Yes the travel trailer came with a standard smaller 12v battery. It was small and wasn't holding a charge so I upgraded it to the 12v 200ah one. It is connected to the factory connection to the trailer systems. The solar charge controller is then attached to the same batter and the invertor as well on top. And yes I'm trying to see if the invertor can safely be plugged into shore power to power the other systems that don't typically run off the battery but shore power only. My travel trailer isn't designed like.... a toy hauler that is more designed for boondocking out in the desert to play with ORV toys. It's designed to park at RV camp sites that have shore power. Thank you for the suggestion to turn off the A/C and convertor. A quick look at the panel they both have their own breaker switch. So I will experiment turning off the convertor and still using shore power to make sure there aren't any negligible effects. As I stated in another reply, I shouldn't and don't plan on needing the A/C system during the summer and I'm trying to reduce the heat use as well. The whole goal is to be able to reduce the propane usage and use the solar as much as possible. If I need to add more panels I planned on it, as well as a second same sized battery. Per Wills advice with invertors I plan on going slightly bigger than I THINK I need so that I have plenty. The 1000w invertor I can use on the solar system on the mobile work shop and use most things so it wont go to waste. I figured a 4000w invertor for the Travel trailer would be solid to cover all my needs without hick-up. I planned on at least 4 more panels with the additional batter and the needed larger charge controller to handle the system. My main concern was running the short extension cord to the shore power (yes I have the adapter) from the invertor to power the other systems. Thank you for your input and insight.
 

Moleman65

New Member
Joined
Jan 15, 2022
Messages
7
One thing people often pay enough attention to is idle power draw of inverters. A cheap 3-4 kw inverter is likely to consume most of the power your 400 watts of panels generate just sitting there doing nothing all day. Pay attention to the idle power specs and remember it's 24x7, 50 watts for 24 hours is 1.2 kWh per day of wasted power. Better inverters waste less power, my 4 kw uses 18 watts at idle.

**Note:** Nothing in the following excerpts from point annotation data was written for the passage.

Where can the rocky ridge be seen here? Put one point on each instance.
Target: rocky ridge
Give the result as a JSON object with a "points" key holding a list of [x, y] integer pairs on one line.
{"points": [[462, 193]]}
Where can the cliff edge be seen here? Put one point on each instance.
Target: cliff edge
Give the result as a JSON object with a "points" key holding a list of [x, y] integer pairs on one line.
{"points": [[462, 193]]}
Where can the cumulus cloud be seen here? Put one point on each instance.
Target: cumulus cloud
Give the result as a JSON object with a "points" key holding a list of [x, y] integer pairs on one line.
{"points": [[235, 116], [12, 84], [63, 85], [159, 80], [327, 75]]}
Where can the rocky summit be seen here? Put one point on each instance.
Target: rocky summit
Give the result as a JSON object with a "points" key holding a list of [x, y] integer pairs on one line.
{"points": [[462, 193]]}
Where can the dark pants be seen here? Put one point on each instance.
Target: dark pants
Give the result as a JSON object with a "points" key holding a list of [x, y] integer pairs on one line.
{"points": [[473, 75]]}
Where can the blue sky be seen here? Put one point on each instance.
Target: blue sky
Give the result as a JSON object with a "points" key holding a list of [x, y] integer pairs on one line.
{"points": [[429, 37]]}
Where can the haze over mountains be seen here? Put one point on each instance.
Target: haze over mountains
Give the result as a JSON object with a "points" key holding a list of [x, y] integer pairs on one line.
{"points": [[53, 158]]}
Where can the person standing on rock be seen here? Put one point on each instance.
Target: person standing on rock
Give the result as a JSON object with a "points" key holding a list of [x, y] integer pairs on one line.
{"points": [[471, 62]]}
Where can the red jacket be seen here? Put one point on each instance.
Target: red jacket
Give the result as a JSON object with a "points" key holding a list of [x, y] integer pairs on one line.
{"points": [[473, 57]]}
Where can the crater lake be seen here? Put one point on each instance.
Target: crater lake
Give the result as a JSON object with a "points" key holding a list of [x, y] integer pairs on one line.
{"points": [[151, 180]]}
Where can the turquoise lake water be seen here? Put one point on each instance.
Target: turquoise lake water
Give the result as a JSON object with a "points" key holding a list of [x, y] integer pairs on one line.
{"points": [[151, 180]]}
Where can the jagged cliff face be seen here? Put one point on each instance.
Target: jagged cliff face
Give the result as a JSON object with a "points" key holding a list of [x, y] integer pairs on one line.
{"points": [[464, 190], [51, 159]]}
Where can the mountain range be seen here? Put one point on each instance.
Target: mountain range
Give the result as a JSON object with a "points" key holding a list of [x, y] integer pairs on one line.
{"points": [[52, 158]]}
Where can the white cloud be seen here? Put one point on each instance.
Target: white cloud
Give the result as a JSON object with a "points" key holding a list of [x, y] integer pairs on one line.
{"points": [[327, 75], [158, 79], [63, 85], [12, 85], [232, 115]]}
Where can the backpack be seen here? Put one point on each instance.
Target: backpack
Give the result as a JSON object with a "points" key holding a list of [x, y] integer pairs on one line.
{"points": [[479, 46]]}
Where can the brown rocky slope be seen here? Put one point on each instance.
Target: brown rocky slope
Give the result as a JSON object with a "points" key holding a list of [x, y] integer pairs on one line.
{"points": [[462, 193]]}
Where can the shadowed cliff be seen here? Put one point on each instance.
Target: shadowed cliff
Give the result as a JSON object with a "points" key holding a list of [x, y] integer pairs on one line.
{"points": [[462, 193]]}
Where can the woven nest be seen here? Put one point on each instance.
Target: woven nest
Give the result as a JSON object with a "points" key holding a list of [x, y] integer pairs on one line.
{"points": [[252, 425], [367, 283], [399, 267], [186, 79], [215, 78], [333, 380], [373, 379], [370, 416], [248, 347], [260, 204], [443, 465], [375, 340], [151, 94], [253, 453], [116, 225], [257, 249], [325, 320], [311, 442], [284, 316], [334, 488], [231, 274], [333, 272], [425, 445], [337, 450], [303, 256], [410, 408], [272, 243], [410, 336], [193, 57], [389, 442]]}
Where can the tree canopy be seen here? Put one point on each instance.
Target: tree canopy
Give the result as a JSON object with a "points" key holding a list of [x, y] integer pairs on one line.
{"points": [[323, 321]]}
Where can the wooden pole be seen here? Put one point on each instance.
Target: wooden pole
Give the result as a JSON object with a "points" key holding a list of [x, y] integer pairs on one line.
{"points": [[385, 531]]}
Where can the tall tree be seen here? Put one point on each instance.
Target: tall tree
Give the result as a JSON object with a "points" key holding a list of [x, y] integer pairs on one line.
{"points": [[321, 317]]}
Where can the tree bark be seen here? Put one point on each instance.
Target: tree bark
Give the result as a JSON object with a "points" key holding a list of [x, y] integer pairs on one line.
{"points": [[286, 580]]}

I appreciate the insight. IF my assumption works, it won't be idle overnight it'll be in use for the refrigeration and minor things like phone charging etc.... it would be running 24x7 so I do plan on adding extra panels and maybe an additional battery to compensate. Although Colorado gets around 300 days of sunshine a year I want to plan on having enough power to run at least a couple days comfortably. I do have a back up generator I can charge the batteries with if they do get drained too quickly.